J. A. Kanter1, H. Sun2, M. M. DeCamp1, P. Sporn2, J. I. Sznajder2, A. Bharat1 1Northwestern University,Division Of Thoracic Surgery, Feinberg School Of Medicine,Chicago, IL, USA 2Northwestern University,Division Of Pulmonary And Critical Care Medicine, Feinberg School Of Medicine,Chicago, IL, USA
Introduction: Poor healing after lung surgery is manifested by prolonged air leaks (PAL). PAL can affect over 50% of patients with emphysema and 25% of those with normal lungs. Although PAL remains the predominant cause of morbidity and mortality following lung surgery, its pathogenesis remains unknown. Here we determined whether high carbon dioxide levels (hypercapnia) in the pleural cavity leads to poor lung healing and PAL.
Methods: Human data was collected from an IRB-approved prospective clinical trial on patients undergoing lung resection. Intrapleural gas analysis was performed on the air leaking into the chest drainage tube using spectroscopy. Cultures were performed in chambers with adjustable CO2 levels. Cell migration was determined by scratch wound and transwell migration assays using serum-depleted medium to limit cell proliferation. Western blot and gene/RNA arrays were performed to analyze the chemokine CXCL12 and the GTPase protein Rac1.
Results:
Human: Intrapleural CO2 levels showed a strong correlation with duration of air leaks in patients undergoing lung resection (n=120, r=0.07, p<0.001). Patients with PAL had a three-fold higher level of intrapleural CO2 compared to those without (p<0.001). Intrapleural hypercapnia was associated with a 2.5-fold decreased pleural CXCL12 levels (p<0.001). Decreasing intrapleural CO2 concentration using supplemental oxygen and extrapleural suction resulted in a two-fold reduction of the duration of air leaks (n=20, p=0.001).
Laboratory: Hypercapnia (15-20%) impaired cell migration and wound healing of primary human and murine alveolar epithelial cells as well as cell lines A549 (human) and MLE12 (murine), independent of cell proliferation. Although total intracellular Rac1 was preserved, both CXCL12 and activated Rac1 were significantly reduced in hypercapnia. Exogenous CXCL12 restored intracellular activated Rac1 levels and reversed the inhibition of cell migration in hypercapnia. CXCL12 antagonist AMD-3100 or CXCL12-antibodies blocked the effects of exogenous CXCL12 in hypercapnia and suppressed cell migration in normocapnia.

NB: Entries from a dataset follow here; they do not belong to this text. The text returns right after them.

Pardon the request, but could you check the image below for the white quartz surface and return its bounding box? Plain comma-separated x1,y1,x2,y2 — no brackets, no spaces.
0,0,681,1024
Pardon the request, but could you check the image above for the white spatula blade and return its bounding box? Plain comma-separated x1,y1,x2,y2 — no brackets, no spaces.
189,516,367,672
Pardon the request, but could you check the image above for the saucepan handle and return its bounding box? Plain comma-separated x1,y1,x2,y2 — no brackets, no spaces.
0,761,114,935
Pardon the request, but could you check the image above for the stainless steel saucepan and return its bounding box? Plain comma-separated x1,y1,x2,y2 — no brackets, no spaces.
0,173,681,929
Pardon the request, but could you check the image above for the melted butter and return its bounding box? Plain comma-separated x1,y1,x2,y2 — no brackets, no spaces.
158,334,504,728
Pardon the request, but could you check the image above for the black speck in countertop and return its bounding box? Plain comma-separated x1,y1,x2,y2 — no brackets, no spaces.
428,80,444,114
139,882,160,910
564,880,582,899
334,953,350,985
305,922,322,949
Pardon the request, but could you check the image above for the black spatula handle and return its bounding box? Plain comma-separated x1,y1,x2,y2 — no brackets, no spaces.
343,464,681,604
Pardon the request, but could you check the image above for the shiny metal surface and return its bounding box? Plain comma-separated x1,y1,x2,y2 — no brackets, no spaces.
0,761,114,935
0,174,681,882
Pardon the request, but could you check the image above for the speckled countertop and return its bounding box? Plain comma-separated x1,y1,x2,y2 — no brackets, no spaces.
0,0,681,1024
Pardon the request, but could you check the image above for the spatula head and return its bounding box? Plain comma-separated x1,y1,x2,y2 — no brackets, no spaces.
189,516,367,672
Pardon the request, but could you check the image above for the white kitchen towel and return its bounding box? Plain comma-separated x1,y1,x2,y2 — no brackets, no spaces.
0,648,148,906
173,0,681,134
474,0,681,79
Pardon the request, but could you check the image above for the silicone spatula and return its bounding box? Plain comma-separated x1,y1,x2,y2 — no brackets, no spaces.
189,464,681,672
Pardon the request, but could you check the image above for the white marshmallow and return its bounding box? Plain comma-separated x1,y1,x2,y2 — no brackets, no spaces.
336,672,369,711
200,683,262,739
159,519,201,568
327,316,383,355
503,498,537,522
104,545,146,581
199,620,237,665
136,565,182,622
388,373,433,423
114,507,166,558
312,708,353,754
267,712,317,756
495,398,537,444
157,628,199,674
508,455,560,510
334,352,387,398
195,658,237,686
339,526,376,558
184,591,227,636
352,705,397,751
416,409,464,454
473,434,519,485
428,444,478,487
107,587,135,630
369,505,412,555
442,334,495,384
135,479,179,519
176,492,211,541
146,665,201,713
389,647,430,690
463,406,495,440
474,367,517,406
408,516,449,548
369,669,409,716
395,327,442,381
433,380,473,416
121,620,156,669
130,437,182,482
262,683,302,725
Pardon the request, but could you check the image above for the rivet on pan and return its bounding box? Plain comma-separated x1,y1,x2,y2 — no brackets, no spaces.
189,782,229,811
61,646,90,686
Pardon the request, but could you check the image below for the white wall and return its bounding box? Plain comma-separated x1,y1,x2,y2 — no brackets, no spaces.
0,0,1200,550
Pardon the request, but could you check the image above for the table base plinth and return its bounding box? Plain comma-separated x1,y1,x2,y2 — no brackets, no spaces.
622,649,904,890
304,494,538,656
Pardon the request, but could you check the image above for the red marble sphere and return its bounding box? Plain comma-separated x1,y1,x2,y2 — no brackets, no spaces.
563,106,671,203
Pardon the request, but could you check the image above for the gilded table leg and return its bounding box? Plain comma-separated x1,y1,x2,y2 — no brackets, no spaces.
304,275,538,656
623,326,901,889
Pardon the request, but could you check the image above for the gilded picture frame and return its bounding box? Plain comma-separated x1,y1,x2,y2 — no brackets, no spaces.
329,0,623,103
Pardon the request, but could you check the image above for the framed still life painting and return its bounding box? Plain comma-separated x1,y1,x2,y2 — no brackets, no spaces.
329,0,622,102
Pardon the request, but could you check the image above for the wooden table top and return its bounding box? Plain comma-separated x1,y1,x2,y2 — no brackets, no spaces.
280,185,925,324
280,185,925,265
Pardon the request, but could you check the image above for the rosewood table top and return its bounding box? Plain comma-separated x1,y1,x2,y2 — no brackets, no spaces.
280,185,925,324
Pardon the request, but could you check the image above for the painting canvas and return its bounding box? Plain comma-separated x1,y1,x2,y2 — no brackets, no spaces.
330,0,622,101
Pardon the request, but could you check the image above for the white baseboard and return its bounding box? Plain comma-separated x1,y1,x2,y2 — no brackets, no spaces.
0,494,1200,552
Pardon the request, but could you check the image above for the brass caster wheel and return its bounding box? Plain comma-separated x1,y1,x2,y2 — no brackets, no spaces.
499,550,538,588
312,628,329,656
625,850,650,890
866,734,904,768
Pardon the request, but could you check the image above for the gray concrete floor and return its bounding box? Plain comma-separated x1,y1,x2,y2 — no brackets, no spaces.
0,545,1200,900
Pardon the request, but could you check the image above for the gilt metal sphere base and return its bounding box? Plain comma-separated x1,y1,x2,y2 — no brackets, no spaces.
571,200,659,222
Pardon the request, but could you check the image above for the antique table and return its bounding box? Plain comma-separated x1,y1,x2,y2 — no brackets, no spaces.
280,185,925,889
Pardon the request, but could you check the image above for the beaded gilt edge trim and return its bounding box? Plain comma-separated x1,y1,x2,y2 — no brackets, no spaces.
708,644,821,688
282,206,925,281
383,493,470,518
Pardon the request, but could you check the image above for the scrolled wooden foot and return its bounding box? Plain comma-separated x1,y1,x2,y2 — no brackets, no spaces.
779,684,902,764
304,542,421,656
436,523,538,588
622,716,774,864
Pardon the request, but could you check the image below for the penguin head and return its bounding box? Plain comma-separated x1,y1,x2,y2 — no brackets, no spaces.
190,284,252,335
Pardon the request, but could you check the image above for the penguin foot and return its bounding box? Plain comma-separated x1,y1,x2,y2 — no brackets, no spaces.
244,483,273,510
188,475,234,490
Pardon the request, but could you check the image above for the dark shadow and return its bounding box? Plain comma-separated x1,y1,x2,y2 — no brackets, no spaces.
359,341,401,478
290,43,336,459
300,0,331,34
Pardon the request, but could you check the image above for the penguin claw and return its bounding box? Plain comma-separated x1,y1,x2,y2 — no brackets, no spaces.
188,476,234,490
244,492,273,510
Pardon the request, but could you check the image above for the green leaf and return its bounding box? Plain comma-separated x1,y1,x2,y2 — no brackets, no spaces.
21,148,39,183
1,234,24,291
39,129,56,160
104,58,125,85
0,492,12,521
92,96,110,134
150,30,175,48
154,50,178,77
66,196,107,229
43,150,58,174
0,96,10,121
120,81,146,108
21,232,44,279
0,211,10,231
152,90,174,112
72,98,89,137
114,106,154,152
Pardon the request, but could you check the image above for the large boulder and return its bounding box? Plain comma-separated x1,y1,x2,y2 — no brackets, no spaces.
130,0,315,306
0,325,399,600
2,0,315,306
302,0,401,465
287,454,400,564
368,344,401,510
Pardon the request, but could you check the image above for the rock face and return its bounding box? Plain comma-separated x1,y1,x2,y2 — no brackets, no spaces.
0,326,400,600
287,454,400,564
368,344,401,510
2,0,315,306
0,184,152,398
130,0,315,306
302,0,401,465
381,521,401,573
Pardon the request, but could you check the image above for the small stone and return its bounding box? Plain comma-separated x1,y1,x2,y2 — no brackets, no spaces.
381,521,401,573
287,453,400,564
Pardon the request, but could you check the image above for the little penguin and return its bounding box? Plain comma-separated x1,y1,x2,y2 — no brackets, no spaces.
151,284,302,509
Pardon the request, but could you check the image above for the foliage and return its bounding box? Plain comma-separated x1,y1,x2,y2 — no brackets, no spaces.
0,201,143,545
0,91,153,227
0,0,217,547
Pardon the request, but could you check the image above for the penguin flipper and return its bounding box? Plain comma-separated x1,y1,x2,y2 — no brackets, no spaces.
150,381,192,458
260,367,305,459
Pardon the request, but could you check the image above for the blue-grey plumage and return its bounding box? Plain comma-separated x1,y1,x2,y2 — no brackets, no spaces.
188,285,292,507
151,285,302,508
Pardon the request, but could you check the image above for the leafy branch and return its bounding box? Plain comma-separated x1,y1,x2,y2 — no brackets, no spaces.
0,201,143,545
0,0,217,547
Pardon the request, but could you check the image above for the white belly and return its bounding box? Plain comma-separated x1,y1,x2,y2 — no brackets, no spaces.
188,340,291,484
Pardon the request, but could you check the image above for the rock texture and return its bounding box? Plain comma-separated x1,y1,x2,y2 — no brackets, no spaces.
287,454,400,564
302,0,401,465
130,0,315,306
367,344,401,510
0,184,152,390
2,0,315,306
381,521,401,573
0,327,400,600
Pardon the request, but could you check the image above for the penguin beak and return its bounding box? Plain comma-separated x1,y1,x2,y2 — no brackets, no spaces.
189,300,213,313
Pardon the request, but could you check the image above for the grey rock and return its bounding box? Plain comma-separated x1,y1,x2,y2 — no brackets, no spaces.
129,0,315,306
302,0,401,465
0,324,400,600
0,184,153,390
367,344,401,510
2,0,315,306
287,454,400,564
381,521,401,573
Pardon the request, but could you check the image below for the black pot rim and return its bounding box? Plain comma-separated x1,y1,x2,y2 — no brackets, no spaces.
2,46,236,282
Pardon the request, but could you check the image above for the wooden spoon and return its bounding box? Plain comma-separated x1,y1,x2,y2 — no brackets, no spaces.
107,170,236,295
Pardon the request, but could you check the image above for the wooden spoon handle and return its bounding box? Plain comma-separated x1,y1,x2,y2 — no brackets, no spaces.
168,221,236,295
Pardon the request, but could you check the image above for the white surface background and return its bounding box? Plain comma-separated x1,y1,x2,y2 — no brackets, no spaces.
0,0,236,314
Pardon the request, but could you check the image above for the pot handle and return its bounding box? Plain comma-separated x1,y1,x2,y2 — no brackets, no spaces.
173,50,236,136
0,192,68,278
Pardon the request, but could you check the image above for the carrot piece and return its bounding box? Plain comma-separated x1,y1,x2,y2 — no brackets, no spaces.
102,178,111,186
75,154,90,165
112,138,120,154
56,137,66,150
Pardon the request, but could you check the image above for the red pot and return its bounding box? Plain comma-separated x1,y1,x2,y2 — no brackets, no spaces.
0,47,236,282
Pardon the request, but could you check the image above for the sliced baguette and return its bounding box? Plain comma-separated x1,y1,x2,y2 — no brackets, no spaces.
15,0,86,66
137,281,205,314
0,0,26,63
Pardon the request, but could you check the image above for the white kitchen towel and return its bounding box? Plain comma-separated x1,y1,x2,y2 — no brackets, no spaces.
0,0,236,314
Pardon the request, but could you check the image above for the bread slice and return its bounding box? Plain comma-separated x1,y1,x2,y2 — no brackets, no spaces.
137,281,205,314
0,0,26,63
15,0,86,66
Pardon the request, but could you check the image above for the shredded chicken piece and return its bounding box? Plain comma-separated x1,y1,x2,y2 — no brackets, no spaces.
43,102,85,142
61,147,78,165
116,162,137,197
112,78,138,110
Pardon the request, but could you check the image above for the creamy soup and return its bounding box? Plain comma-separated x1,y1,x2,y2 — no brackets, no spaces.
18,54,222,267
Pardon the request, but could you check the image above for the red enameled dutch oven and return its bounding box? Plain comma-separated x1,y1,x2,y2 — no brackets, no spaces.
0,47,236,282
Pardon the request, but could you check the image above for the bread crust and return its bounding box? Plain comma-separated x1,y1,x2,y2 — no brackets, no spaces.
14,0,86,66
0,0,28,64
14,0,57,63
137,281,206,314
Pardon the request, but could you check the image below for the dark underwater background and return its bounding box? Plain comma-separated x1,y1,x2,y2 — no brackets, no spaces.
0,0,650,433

Conclusion: Intrapleural hypercapnia suppresses migration of alveolar epithelial cells that are crucial for repair following lung injury. This is likely due to suppression of intracellular Rac1 activation, which is known to trigger cell migration. Further, levels of CXCL12 that can activate Rac1 are suppressed by intrapleural hypercapnia. Hence, modulation of intrapleural CO2 levels and/or CXCL12 might promote lung healing following surgery.